We wait for Him to return, dear friends, even as the angels told the disciples as they watched Him ascend into the heavens that He would indeed return.

This return, dear friends, is when we will see Him again, and when our “hearts will rejoice.”  It will be a “little while.”  Indeed, a “little while longer.”

But how impatient we are!  Instead of keeping our eyes on the prize of the promise, we wallow in self-pity and complaint of the cross.  We watch the world rejoice at our pain, our misery, our abuse – and we are indeed sorrowful.  We are often defeated in this hateful culture – by people who lie about us, about our faith, about our Savior, by people in power who abuse that authority given them from above, using that power to coerce, to torture, to curtail the liberties of our brothers and sisters around the world, and even here in our own country.

We are watching the world decay into not merely madness, but into a seething rage, a scapegoating our people in ways not seen since the days of the maniacal emperors of Rome.

St.

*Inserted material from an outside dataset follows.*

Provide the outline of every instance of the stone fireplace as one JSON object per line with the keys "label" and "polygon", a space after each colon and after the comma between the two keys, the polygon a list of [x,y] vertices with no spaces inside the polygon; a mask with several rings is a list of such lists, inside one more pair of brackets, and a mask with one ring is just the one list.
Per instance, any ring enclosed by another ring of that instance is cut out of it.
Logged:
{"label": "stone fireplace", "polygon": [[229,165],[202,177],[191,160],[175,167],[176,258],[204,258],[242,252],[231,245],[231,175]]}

Peter bids us to endure the privations placed upon us by emperors and Supreme Courts.  And when we are treated unjustly and yet endure the sorrows, “this is a gracious thing.”  Our forbearance in this fallen and violent world is a confession of faith – faith in something better to come.  We don’t have to overthrow the empire, for Jesus did that very thing, bringing the emperor Constantine to the faith without firing a single arrow, without rising up in mutiny, without living by the sword, which certainly means to die by the sword.

Our suffering is not a small thing, nor is our suffering in vain.  “So also,” says our Lord, “you have sorrow now, but I will see you again and your hearts will rejoice, and no-one will take your joy away from you” – no one, dear friends, not a mentally unstable emperor, not a crooked court, not a culture of death, not swarms of people filled with hatred and rage, not Communists, not Nazis, not secularists, not even our own sinful flesh – will take our joy from us.

The Lord compares this “little while” of weeping and lamenting to the “anguish” of giving birth.  Labor pains and birth pangs are excruciating, but when they are over, they are over.  And instead of haunting memories of agony, there is rather “joy that a human being has been born into this world.”

Our Lord teaches us that our burdens and crosses that plague us, that beat us down, that wear us out in body and in mind, the things that vex us, perplex us, anger us, hurt us, and seem to have no end – will indeed one great day come to a screeching halt, never to be repeated again. 

We live for this great day, dear friends!  And it is the promise of this New Day that empowers us to survive and to endure the present days of suffering and strife, the time of the cross.  For we know that after Good Friday comes Easter.  And we know that the Lord goes away for a “little while,” and we know that we will see Him again. 
We know that “He does not faint or grow weary; His understanding is unsearchable.”  But what’s more, “He gives power to the faint, and to him who has no might, he increases strength.  Even youths shall faint and be weary, and young men shall fall exhausted; but they who wait for the Lord shall renew their strength; they shall mount up with wings like eagles; they shall run and not be weary; they shall walk and not faint.”

So, dear friends, let us not be puzzled like the disciples were, wanting to ask Him but perhaps afraid.  Let us pray fervently for His return, for our suffering to end, for the birth pangs of the fallen world to be replaced by a new and greater world, and above all, let us rejoice that a human being has been born into the world, a unique Human Being who is truly human, bearing completely the image and likeness of God, for He is God, even Jesus Christ our Lord, the man of sorrows whose suffering won true joy for us.

Let us yearn for that great and wondrous day when He will see us again, and our hearts will rejoice, and no one will take our joy from us!  Amen.

Christ is risen!  He is risen indeed!  Alleluia!

In the name of the Father and of the + Son and of the Holy Spirit.  Amen.